Two years after it conducted dawn raids in Intel offices, the European Commission has told the chip maker that it is suspected of abusing its dominant market position, with the aim of excluding rival AMD from the computer microprocessor market.
On 26 July 2007, the European Commission’s anti-trust department sent a Statement of Objections to Intel, which broadly supports AMD’s claims of anti-competitive behaviour.

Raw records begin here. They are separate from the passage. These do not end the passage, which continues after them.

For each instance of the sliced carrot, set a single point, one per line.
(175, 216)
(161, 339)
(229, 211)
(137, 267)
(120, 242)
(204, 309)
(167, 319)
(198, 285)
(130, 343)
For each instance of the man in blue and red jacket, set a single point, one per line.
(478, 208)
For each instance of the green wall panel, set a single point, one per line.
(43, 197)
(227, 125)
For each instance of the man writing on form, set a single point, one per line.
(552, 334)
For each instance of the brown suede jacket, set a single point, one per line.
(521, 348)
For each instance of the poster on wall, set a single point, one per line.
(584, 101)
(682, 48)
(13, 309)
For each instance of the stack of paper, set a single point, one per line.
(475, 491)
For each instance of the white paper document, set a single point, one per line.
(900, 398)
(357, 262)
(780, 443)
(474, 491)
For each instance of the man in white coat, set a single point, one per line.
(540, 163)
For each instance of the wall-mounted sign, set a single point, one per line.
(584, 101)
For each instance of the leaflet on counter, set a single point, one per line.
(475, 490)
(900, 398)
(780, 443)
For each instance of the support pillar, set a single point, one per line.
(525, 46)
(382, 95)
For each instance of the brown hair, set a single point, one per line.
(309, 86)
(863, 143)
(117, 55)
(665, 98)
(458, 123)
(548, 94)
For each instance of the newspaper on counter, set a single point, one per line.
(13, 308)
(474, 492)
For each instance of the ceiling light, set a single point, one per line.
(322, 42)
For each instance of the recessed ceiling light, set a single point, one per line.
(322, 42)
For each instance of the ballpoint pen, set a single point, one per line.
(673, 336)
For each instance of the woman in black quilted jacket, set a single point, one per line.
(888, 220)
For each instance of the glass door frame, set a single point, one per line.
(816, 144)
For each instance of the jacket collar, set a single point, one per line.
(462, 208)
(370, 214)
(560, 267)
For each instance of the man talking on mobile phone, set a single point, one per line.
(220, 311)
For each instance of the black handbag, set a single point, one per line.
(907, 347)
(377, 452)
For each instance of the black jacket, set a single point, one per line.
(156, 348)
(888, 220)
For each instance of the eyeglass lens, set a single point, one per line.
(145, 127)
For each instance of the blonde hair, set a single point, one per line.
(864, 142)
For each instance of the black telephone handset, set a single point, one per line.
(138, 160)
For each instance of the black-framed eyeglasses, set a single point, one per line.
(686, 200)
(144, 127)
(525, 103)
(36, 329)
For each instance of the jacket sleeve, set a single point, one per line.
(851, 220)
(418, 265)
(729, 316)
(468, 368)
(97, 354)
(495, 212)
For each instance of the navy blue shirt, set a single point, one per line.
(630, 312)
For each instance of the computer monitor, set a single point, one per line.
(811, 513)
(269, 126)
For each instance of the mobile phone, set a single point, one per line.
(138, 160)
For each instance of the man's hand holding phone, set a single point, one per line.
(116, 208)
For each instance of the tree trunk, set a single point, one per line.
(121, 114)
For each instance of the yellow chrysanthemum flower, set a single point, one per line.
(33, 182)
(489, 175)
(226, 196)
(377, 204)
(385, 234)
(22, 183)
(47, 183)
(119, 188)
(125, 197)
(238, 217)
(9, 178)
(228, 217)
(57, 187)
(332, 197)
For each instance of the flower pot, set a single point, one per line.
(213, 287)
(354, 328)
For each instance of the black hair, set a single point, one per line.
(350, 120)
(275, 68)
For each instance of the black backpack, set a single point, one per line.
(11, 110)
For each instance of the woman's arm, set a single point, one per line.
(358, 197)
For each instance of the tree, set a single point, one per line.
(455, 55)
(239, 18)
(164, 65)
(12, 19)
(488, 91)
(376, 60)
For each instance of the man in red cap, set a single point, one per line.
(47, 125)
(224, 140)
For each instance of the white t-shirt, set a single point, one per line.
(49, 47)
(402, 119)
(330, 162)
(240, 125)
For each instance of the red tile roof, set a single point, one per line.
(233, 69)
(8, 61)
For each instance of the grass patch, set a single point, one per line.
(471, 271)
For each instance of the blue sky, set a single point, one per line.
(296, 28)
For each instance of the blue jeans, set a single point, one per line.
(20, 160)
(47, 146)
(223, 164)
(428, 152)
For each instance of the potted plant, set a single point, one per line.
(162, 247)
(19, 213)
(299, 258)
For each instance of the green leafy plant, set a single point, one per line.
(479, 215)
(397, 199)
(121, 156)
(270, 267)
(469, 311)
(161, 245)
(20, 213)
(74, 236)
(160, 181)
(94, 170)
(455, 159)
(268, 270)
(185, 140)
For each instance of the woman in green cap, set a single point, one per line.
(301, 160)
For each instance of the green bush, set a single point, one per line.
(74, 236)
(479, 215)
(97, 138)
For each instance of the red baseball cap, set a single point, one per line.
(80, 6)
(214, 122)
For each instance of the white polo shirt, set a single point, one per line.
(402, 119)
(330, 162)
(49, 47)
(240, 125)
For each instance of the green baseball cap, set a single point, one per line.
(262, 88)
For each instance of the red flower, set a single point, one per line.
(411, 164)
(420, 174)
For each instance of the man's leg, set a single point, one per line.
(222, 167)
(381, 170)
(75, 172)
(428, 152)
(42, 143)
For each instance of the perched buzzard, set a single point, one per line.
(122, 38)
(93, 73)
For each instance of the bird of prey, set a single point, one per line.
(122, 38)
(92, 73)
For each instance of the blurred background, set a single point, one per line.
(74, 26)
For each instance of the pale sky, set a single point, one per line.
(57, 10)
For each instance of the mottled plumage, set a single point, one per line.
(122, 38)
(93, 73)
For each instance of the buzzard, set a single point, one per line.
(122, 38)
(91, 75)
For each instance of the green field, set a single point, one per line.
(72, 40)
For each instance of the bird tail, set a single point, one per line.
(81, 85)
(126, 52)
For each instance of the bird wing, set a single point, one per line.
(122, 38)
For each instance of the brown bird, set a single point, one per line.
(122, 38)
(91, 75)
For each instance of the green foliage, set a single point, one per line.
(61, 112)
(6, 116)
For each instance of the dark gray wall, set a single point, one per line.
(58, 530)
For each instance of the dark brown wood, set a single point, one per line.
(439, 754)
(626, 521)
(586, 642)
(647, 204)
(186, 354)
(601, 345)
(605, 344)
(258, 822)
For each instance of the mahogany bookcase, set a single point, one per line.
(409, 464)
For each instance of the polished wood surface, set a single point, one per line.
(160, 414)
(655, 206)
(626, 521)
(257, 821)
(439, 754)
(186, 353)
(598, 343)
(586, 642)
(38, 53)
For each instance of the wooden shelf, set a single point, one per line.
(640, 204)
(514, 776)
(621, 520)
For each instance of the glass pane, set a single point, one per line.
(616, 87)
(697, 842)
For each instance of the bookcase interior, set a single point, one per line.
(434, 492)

The Commission says that the confidential statement concerns in particular three practices that Intel has used in order to exclude AMD from the mainboard processor market:
- Intel has provided substantial rebates to various Original Equipment Manufacturers (OEMs) conditional on them obtaining all or the great majority of their CPU requirements from Intel.
- In a number of instances, Intel made payments in order to induce an OEM to either delay or cancel the launch of a product line incorporating an AMD-based CPU.
- In the context of bids against AMD-based products for strategic customers in the server segment of the market, Intel has offered CPUs on average below cost.
People at AMD claim that Intel pressed a number of personal computer makers into not equiping more than a certain percentage of PCs with AMD processors, even at times when those were technically in advance of Intel chips and also cheaper than the competing product.
They go on to say that the competitor pressed retailers, such as the Media Markt and Saturn-Hansa chains, both owned by the German Metro corporation, into not selling any AMD products. One of the means of making retailers dependent on Intel, AMD says, is the practice of offering to pay parts of the costs for advertising or even the whole price of ads when the “Intel inside” logo is featured prominently.